(a) The rotation matrix for 60° anticlockwise is \(\begin{pmatrix} \cos 60^{\circ} & -\sin 60^{\circ} \\ \sin 60^{\circ} & \cos 60^{\circ} \end{pmatrix} = \begin{pmatrix} \frac{1}{2} & -\frac{\sqrt{3}}{2} \\ \frac{\sqrt{3}}{2} & \frac{1}{2} \end{pmatrix}\).

The stretch matrix is \(\begin{pmatrix} d & 0 \\ 0 & 1 \end{pmatrix}\).

Thus, \(\textbf{M} = \begin{pmatrix} d & 0 \\ 0 & 1 \end{pmatrix} \begin{pmatrix} \frac{1}{2} & -\frac{\sqrt{3}}{2} \\ \frac{\sqrt{3}}{2} & \frac{1}{2} \end{pmatrix} = \begin{pmatrix} \frac{d}{2} & -\frac{d\sqrt{3}}{2} \\ \frac{\sqrt{3}}{2} & \frac{1}{2} \end{pmatrix}\).

(b) The area of the parallelogram is given by the determinant of \(\textbf{M}\), which is \(\frac{1}{2}d^2\). Therefore, \(\frac{1}{2}d^2 = \frac{1}{2} \Rightarrow d^2 = 1 \Rightarrow d = 2\) since \(d \neq 0\).

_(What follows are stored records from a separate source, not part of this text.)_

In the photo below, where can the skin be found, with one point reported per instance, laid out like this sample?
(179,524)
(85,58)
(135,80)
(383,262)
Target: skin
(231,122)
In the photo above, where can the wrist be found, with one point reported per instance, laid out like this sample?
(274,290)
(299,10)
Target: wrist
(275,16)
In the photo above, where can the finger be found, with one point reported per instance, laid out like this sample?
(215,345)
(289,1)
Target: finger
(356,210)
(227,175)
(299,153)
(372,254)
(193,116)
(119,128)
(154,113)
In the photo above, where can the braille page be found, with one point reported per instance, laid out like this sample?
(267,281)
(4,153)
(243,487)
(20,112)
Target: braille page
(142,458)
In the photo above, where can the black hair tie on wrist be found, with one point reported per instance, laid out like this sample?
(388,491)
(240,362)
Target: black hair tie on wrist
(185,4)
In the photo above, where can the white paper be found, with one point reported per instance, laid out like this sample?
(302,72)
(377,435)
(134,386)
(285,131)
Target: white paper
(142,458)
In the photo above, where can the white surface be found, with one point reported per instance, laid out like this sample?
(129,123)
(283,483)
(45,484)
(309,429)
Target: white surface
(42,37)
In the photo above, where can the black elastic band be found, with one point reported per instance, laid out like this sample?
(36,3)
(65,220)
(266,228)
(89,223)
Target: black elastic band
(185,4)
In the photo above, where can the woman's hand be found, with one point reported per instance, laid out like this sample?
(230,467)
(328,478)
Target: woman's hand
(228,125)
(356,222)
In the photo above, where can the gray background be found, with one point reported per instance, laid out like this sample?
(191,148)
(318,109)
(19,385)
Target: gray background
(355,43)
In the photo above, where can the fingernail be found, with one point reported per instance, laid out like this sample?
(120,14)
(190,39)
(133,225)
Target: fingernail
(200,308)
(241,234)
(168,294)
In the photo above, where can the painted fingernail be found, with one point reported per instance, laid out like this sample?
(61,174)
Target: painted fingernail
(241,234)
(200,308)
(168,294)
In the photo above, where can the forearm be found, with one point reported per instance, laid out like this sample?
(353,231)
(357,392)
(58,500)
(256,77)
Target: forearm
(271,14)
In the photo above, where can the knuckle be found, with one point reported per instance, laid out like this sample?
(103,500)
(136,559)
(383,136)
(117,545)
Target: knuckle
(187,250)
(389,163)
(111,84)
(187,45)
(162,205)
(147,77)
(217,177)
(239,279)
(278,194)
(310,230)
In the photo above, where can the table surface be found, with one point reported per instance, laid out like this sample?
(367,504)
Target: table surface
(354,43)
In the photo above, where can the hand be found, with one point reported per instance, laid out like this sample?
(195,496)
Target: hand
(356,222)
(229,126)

(c) To find \(\textbf{N}\), we use \(\textbf{MN} = \begin{pmatrix} 1 & 1 \\ \frac{1}{2} & \frac{1}{2} \end{pmatrix}\).

First, find \(\textbf{M}^{-1}\):

\(\textbf{M}^{-1} = \frac{1}{2} \begin{pmatrix} \frac{1}{2} & \frac{\sqrt{3}}{2} \\ -\frac{\sqrt{3}}{2} & 1 \end{pmatrix}\).

Then, \(\textbf{N} = \textbf{M}^{-1} \begin{pmatrix} 1 & 1 \\ \frac{1}{2} & \frac{1}{2} \end{pmatrix} = \frac{1}{4} \begin{pmatrix} 1 + \sqrt{3} & 1 + \sqrt{3} \\ 1 - \sqrt{3} & 1 - \sqrt{3} \end{pmatrix}\).

(d) The invariant lines satisfy \(\begin{pmatrix} 1 & 1 \\ \frac{1}{2} & \frac{1}{2} \end{pmatrix} \begin{pmatrix} x \\ y \end{pmatrix} = m \begin{pmatrix} x \\ y \end{pmatrix}\).

This gives \(\frac{1}{2}x + \frac{1}{2}y = mx\) and \(\frac{1}{2}x + \frac{1}{2}y = my\).

Solving, we find \(y = \frac{1}{2}x\) and \(y = -x\).